LONDON, United Kingdom — In lieu of show notes, Molly Goddard sent out a single photo of herself walking with her dad on Portobello Road 25 years ago. She came across it in “Fruits”, a much-loved Japanese bible of street style, and it kicked off a collection which meditated on things she loved about her childhood. She always wanted to get dressed up for her trips to Portobello and Kensington Market because everyone looked so interesting, her parents included, though she considered their style strange. It’s only recently that Goddard has begun to appreciate it. They weren’t exactly punks, but the stripe-y mohairs and brothel creepers to which Goddard père et mère were partial crept into their daughter’s collection on Saturday.

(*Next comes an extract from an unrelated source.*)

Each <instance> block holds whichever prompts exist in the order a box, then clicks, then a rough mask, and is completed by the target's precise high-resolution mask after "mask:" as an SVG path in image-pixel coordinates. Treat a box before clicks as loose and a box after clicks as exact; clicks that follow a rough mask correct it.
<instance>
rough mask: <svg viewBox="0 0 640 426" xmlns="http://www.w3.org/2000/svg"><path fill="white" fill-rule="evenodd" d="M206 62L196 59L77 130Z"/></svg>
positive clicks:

That was a good thing. Goddard originally rode in on clouds of tulle, sealed for posterity in “Killing Eve”. Could a look so light and frothy paradoxically turn millstone, dooming its creator to a carousel of kawaii? Not if you checked Molly’s latest outing, which once again paraded tutu-like tiers, along with the dramatic swags of taffeta that guarantee a Goddard girl is going to claim her space, but paired them this time with fairisle sweaters, those mohair knits and brothel creepers and even weightier Frankenstein platforms. She also layered the tulle over tailored plaid pants, flashing back to mid-90s Molly, little tiered skirt worn with trousers (and a sweater pledging her allegiance to BMX).

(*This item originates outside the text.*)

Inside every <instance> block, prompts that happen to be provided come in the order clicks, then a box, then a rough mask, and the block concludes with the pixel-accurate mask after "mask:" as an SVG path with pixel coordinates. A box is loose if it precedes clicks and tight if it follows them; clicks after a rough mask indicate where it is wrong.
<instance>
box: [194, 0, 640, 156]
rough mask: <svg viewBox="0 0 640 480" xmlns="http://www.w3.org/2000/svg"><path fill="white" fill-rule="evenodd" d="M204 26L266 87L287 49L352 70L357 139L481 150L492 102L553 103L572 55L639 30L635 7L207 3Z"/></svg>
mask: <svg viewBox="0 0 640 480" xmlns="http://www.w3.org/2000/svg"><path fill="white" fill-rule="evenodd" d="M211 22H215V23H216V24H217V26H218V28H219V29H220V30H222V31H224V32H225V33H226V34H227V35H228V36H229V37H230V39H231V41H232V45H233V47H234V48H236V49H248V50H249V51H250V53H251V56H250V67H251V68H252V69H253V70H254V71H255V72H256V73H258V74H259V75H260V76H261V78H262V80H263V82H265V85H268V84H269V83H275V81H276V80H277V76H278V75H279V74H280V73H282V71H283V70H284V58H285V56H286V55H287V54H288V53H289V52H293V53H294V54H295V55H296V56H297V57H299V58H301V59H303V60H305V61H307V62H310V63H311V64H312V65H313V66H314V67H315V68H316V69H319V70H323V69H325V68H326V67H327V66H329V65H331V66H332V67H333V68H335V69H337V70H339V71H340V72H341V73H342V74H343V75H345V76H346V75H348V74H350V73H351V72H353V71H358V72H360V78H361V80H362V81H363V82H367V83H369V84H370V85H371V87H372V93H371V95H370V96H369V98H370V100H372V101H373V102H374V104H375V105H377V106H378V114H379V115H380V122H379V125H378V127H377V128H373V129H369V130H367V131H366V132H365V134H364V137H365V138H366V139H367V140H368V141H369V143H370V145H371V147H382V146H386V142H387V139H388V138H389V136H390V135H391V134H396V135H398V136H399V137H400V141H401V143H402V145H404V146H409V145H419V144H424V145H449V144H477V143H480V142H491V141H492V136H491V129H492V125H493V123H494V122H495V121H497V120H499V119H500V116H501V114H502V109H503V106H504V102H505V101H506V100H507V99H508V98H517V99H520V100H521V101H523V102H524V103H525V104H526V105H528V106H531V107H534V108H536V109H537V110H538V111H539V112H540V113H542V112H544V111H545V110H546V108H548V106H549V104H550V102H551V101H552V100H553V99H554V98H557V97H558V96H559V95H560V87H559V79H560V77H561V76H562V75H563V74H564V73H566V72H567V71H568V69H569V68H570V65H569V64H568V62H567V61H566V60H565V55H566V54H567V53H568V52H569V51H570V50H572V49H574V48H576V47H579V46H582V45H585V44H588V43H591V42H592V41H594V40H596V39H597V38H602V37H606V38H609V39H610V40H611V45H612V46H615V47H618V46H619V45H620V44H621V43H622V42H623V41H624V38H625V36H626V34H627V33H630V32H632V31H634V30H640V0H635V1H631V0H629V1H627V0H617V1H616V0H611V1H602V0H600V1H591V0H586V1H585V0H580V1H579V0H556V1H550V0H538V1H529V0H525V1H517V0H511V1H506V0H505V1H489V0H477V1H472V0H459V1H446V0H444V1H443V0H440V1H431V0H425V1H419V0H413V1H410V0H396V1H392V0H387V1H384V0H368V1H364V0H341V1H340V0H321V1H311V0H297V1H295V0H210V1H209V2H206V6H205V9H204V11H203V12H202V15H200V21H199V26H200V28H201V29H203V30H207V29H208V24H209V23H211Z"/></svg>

The plaid was attached to Goddard’s first venture into menswear, bowing to pressure from her beau. The combination of skinny plaid suits and fairisle cardigans had the vintage flavour of men’s clothes she might remember from stalls under the Westway on those early trips to Portobello.
But there’s clearly a business head atop that tulle-trimmed heart. Goddard said she was anticipating the difference the new head of product she just hired will make to her brand. Menswear is just the start. “Hopefully I can make anything I want to make from now on.” That can only be for the best — woman cannot live by tulle alone. In fact, the stand-out in this show was a black princess coat, tied with a decorous ribbon. Like opening a present at Christmas and finding a sinister, glistening chunk of obsidian when you were expecting another predictably shiny bauble. Surprisingly refreshing.